We must continue to shout out and pledge that stigma and discrimination end with me. Let us commit to reinvigorating our efforts to realize a world free of AIDS and to ending the scourge of discrimination.
I urge our fellow Caribbean countries to protect the basic human rights of ALL people, especially people living with HIV, including their rights to physical and mental health and well-being, social and economic opportunities, and full participation in shaping prosperous and sustainable societies.
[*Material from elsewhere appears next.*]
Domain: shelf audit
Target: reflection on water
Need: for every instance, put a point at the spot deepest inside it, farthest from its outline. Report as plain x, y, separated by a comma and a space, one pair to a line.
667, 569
Even as CRN+ joins the rest of the world in remembering those we have lost by marking World AIDS Day 2018, we must also take hope in the successes we have made to date. We call upon all Caribbean people who have not yet taken an HIV test to do so today. 54,800 people living with HIV in the Caribbean do not know their status. Knowing your HIV status is very important and the experience can help to either strengthen your efforts to stay HIV-free or guide you to the treatment and care services that will allow you to live a long, healthy and productive life with HIV.

Let us Live Life Positively.

Statement by UNAIDS Latin America and Caribbean Regional Support Team Director, Dr César Núñez

This is our 30th commemoration of World AIDS Day. Over the last three decades the global response to HIV has evolved from a place of desperation to one of hope. Today we have a formidable toolkit to prevent HIV infections and deaths.

Babies of mothers living with HIV can be born HIV free. HIV positive people can be treated so that the level of virus in their blood is undetectable and they are no longer infectious. HIV negative people can take medicines to prevent contracting the virus. All this was unimaginable during the 1980s. In short, we now have the tools to end the AIDS epidemic.  Yet the pace of progress is not matching global ambition.

This year’s World AIDS Day theme points to a simple action that ordinary people can take to bring us closer to that goal: know your status.

HIV testing is a critical strategy for both prevention and treatment. For people who test negative there is the occasion to assess their risks and devise a strategy to stay HIV free. For those who test positive there is an opportunity to start treatment, stay healthy and thrive.

An estimated 77% of people living with HIV in Latin America and 73% of people living with HIV in the Caribbean knew their status in 2017. This means that roughly one of every four HIV positive people in our region are not aware. Knowledge is power. Knowing your status means you can take steps to protect yourself and others. People’s ignorance of their HIV status undoubtedly contributed to the 100,000 new infections in Latin America and 15,000 new infections in the Caribbean last year.

In 2017 29% of newly diagnosed cases in Latin America and almost quarter of new diagnoses in the Caribbean were among people at an advanced stage of infection. This is a particular risk factor for men who are less likely to go to the clinic or visit a doctor unless they are gravely ill. It is in everybody’s interest to build a culture in which regular HIV testing is expected and supported. This makes early diagnosis, effective treatment and prevention possible.

Just as there have been innovations in treatment, there have also been innovations in testing. Throughout our region there is free access to rapid HIV testing. It takes just minutes to learn your status.

HIV self-tests are becoming more widely available. Brazil has led the way in terms of regulating this industry and ensuring that people have the information and resources they need to follow-up following a home test.

Community organizations are using peer outreach to test the most marginalized and vulnerable populations. We encourage governments to do more to support these organizations in reaching the people who find it difficult to access public healthcare services.

Service providers are increasingly using a method called index testing which involves offering tests to the sexual partners, children and other household members of people who have been diagnosed.

Governments, healthcare systems, civil society and development partners are all playing their parts. You can play your part by getting tested.